Sinto a pele arder, o sol nada discreto trata de deixar sua marca em mim, mas não me importo. Caminhei bastante para chegar até aqui e o ar que sinto faz valer a pena o esforço que gosto de fazer. Da sombra de uma boa árvore olho mais longe e anseio o momento que aliviarei o excesso de calor. É verdade que não me livrarei do sol extravagante, mas quem disse que eu quero? Meu desejo é harmonizar nossa relação.

Em um gesto de liberdade que diz respeito só a mim, tiro a camada de roupa que predeterminei tirar e deixo mais pele à mostra que jamais tive coragem. Por fora, nada me denuncia a não ser a cor da pele claríssima.

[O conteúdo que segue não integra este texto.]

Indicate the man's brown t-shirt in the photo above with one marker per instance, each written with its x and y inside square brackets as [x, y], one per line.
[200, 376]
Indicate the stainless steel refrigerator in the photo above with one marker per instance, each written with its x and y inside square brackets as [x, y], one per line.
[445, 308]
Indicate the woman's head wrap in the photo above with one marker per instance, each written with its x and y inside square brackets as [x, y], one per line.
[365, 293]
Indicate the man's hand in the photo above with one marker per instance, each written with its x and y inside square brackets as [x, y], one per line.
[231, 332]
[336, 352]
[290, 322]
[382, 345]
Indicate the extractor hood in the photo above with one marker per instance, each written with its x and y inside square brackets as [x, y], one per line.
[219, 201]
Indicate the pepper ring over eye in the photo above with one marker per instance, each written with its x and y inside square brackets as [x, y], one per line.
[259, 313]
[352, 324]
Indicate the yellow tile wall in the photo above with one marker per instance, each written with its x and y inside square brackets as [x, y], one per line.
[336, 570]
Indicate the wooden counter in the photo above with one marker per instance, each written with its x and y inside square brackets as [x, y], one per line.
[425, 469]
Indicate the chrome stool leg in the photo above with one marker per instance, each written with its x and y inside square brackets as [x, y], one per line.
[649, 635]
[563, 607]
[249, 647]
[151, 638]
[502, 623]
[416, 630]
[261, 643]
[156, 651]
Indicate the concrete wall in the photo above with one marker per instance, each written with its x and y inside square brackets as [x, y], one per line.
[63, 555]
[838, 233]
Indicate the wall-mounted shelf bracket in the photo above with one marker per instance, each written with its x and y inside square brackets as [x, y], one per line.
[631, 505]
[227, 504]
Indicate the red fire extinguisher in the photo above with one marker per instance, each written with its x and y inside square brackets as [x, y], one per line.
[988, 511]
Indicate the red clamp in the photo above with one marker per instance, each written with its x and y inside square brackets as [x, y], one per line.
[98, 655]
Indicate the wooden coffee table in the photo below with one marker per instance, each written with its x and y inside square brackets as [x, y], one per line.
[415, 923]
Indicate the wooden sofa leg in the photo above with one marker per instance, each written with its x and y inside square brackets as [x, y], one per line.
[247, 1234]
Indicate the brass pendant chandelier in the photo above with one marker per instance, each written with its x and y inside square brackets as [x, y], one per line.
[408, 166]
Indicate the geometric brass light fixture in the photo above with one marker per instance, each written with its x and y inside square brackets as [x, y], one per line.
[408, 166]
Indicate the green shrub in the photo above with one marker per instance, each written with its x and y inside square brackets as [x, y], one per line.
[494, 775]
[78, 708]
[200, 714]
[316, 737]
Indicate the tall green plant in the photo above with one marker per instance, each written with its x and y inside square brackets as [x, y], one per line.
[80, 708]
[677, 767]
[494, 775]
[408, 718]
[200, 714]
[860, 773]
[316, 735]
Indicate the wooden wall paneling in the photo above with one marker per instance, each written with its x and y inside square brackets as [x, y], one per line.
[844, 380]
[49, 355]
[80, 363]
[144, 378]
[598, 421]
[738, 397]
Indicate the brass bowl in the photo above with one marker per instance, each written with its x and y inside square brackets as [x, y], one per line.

Vou e na minha frente há água, água em movimento e em abundância. Não preciso esperar que haja suficiência, o rio se sabe, as pessoas o veem, eu o vejo grande e profundo, pode cobrir inúmeros corpos iguais ao meu. Creio que é inevitável não teme-lo, mesmo sabendo que ele tem o frescor de água que sempre gostei, testemunho um breve confronto quase silencioso entre possibilidades, mas não há nada que me convença a não entrar. Não sei nadar, mas acima disso: sei que não sei.

A cada passo à frente, sinto o contraste entre temperaturas: a àgua, a luz do sol e eu. Metade de mim está debaixo d’água, é o meu limite, logo cuido para que todo resto esteja também, desço e retorno mantendo a maior parte submersa. Sinto a força da correnteza em um nível seguro, o calor não é mais tão quente e embora eu não conheça o fundo, me sinto uma com o rio, mesmo sem mergulhar sem rumo, ele envolve cada fio do meu cabelo, umedece a minha pele e faz do sol um aliado. Parece música o risos amigos à minha volta, há graça nas crianças que rolam da areia para água em suas realidades paralelas. Agora tudo parece ter outro brilho, então: eu rio. Com as forças das minhas pernas vim e voltarei para casa, vendo a disponibilidade de tanta água doce, me sinto integrada... Suspiro e amplio: sou maior do que eu pensava.